Заведующий пункта, врач Абрам Григорьевич Кассиль, двадцати трёх лет, посмотрел в подслеповатое, занесённое снегом окошко и сказал своей помощнице, акушерке Анне Иосифовне Перельман, девятнадцати лет:"Ну вот и дождались! Никак, громить нас идут… собирайся, мин херц, и быстро-быстро, огородами – к становому!"
"А ты, Абраша?!"
"Я не могу. Я земский врач. И не могу, согласно присяге – покидать своего поста… Ни при каких обстоятельствах."
"Ну так и я с тобой. Убьют так убьют"
"Мин херц, ты настолько дура? Ты ведь барышня… не только убьют, но и…"
"Азохан вей! Наконец-то кто-то здесь заметил, что я всё – таки барышня! А то всё коллега да коллега… Не беспокойся. Ежели кто-то на мои мослы польстится – я успею олеума выпить… а одного тебя, дурака, не оставлю"
"Эх, ну навязалась ты на мою шею… чёрт с тобой. Пропадай."

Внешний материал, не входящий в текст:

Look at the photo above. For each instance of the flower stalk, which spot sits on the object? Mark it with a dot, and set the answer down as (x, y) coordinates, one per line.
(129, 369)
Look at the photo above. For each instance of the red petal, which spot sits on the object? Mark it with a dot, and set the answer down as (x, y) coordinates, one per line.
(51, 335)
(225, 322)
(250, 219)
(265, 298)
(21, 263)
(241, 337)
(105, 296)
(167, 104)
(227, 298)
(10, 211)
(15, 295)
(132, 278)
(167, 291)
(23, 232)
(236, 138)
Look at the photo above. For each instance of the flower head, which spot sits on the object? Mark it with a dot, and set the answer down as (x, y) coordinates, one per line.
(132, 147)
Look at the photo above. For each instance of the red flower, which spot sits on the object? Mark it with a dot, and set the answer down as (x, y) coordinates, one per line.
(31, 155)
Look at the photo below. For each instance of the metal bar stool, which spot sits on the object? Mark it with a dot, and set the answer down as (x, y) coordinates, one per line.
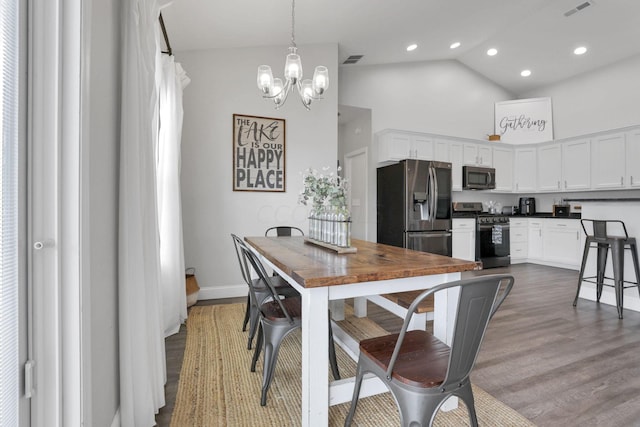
(601, 240)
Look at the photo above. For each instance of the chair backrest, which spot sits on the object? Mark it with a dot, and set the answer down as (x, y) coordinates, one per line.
(480, 297)
(244, 267)
(599, 228)
(264, 277)
(283, 230)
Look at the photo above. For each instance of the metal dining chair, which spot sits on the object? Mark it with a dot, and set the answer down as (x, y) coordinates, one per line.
(420, 370)
(281, 230)
(261, 293)
(278, 318)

… В сенях, потолкавшись, прокашлявшись, отряхнув снег с валенок, гадюкинский староста Дрон сын Прокофьев нерешительно постучал в обитую пёстрыми тряпками входную дверь…
- "Да, входите…"
"Эта, Ваша Милость, господин дохтур… то ись, мы до Вашей Милости…"
"Чем могу помочь…"
"Да как бы это сказать… как Вы есть жид, не в обиду Вам будет сказано, а жиды, слышно, как телеграфист с Покровской давеча говорил – гм-гм… Царя-батюшку убить хотели… так это мы, то исть…"

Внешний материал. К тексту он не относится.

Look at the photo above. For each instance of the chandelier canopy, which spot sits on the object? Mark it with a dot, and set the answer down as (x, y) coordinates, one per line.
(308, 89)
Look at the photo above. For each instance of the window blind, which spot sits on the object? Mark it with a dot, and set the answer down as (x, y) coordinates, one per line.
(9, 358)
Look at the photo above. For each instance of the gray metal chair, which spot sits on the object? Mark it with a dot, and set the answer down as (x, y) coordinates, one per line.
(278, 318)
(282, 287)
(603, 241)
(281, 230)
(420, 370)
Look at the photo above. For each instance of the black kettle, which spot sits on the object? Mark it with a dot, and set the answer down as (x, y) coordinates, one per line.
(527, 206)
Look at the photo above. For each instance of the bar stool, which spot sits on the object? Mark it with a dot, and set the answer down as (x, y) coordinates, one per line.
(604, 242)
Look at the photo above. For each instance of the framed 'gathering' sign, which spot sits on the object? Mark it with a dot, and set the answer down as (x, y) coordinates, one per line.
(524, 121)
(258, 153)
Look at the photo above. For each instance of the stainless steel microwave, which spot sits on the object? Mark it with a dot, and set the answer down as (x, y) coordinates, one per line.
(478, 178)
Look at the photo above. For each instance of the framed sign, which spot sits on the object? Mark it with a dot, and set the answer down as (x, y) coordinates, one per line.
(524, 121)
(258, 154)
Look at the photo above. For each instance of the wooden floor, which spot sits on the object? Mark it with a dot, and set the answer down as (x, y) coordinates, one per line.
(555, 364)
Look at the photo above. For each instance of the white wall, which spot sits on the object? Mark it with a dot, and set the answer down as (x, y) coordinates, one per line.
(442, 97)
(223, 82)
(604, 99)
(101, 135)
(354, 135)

"Громить меня, пришли, что ли?"
"Вот оно и самое, то исть я -то сам-то и ничего, но вот сход порешил… известно, мир – сущий злодей и есть…"
"Да за что же вы меня-то? Или я плохой врач?"
"Да Хоспость с Вами, хосподин дохтур… лечите Вы баско, охулки на руку не берёте… да только вот в Покровском жидов, извините, уже пожгли, в Нижне – Говнищино пожгли, в Верхне-Говнищино тожеть пожгли… нам обидно будет! Что же мы – хужей говнищинских?"
"Ну так и жгли бы Янкеля…"
"Да што Вы, дохтур! Как можно Янкеля жечь? Он же кабатчик! Не-ет, без кабака нам никак нельзя…"
"А без акушерский помощи, значит, можно?"
"Да баба, она ведь как кошка… сама родит! И в бане опростается, ничего…"
"А коли чума, или иная зараза прикинется? А если кто руку-ногу сломает?"
"Эх, дохтур, и не говоритя… бяда! Но жечь-то Вас надо, али как? Чем мы хуже говнищенских?"
"А земство-то причём? Изба-то не моя, она на ваши медные копейки строилась!"